LONDON — On February 3, UK thinktank Chatham House published a research paper arguing that the global food system is the primary driver of global biodiversity loss and that current food production decimates natural habitats.
Without reforming the existing food system, the continued destruction of ecosystems and habitats will eventually endanger the planet’s ability to sustain the human population, the report stated.
“The global rate of species extinction today is orders of magnitude higher than the average rate over the past 10 million years,” the report said. The population sizes of mammals, birds, fish, amphibians, and reptiles have also declined by an estimated average of 68% since 1970 — in a little over half a century.
According to the report, over the last 50 years, the conversion of natural ecosystems for pastures or crop production has been the biggest culprit of habitat loss. The area of land allocated for farming has increased around 5.5 times since 1600 and continues to grow, the report stated.
“Current food production depends heavily on the use of inputs such as fertilizer, pesticides, energy, land and water, and on unsustainable practices such as monocropping and heavy tilling,” according to the authors. The food industry has effectively reduced the variety of landscapes and habitats, imperilling different animal and plant species.
Photo: Courtesy of Chatham House
According to the report, now is high time to reconfigure the food system.
“In 2021, governments around the world are expected to unlock unprecedented levels of investment to support economic recovery from the COVID-19 pandemic,” according to the report.
“Efforts to set in motion a “green recovery” will bring questions of sustainability, equity and societal resilience to the fore, creating new opportunities for joined-up policymaking that affords equal priority to public and planetary health.”
This year offers a suitable set of possibilities for systemic transformation, according to the report. There will be a series of international summits and conferences centred around food systems and biodiversity as well as the inaugural UN Food Systems Summit (UNFSS). The summit will address the need for food system reform for nutrition security, public health, and environmental sustainability.

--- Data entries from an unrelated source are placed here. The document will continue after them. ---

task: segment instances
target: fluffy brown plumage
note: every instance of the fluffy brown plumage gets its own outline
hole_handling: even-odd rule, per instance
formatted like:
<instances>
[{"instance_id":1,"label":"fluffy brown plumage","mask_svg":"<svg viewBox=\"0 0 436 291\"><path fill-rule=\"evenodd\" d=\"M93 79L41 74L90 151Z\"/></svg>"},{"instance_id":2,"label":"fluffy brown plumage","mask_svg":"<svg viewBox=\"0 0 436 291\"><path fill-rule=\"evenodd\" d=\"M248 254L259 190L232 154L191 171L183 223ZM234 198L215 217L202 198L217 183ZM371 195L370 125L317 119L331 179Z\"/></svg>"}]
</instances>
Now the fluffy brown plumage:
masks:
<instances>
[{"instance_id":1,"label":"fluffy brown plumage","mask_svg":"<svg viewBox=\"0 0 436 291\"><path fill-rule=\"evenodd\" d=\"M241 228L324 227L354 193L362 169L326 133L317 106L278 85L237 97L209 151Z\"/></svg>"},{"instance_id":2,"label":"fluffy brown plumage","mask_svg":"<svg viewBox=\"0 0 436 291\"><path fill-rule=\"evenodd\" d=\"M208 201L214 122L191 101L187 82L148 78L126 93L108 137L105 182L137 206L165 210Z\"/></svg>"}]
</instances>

The authors insist that both the food system and its participants need to adjust its modus operandi in order to create sustainable change for the planet.
According to the report, our existing food system is a highly defective one: “Intensified agricultural production degrades soils and ecosystems, driving down the productive capacity of land and necessitating even more intensive food production to keep pace with demand,” the report pointed out.
“Growing global consumption of cheaper calories and resource-intensive foods aggravates these pressures.”
The food production apparatus has been shaped over decades by a “cheaper food” paradigm in which policies and economies privilege quantity over quality.
The “cheaper food” paradigm (Photo: Courtesy of Chatham House).
“Politicians are still saying ‘my job is to make food cheaper for you,’ no matter how toxic it is from a planetary or human health perspective,” lead author Professor Tim Benton told the Guardian.
To Benton, this trade-off is not a viable long-term solution to poverty nor food insecurity: “We must stop arguing that we have to subsidize the food system in the name of the poor and instead deal with the poor by bringing them out of poverty.”
The authors propose three “levers” that create a more sustainable food system and reduce the strain on land and natural resources: adjusting dietary patterns to lessen food demands and switching to more plant-based diets; protecting and setting land aside for nature; and adopting more sustainable modes of agriculture.
All three levers are interdependent, the report pointed out. And all three levers are indispensable in the project to redesign the food system and rescue the planet.
How the food system affects biodiversity (Photo: Courtesy of Chatham House).
“Dietary change is a necessary global enabler to allow widespread adoption of nature-friendly farming without increasing the pressure to convert natural land,” according to the report.
The authors argued that allocating for biodiversity to the exclusion of other uses and restoring natural habitat would create the most benefit to biodiversity across any given landscape. The most significant gains for biodiversity, according to the report, would be the wholesale restoration of an entire ecosystem.
However, the authors contend that we need to rupture the current consumption pattern because “even radically different modes of farming, such as agroforestry or regenerative farming, will drive rising demand for land if they are not accompanied by a significant reduction in overall demand for food.”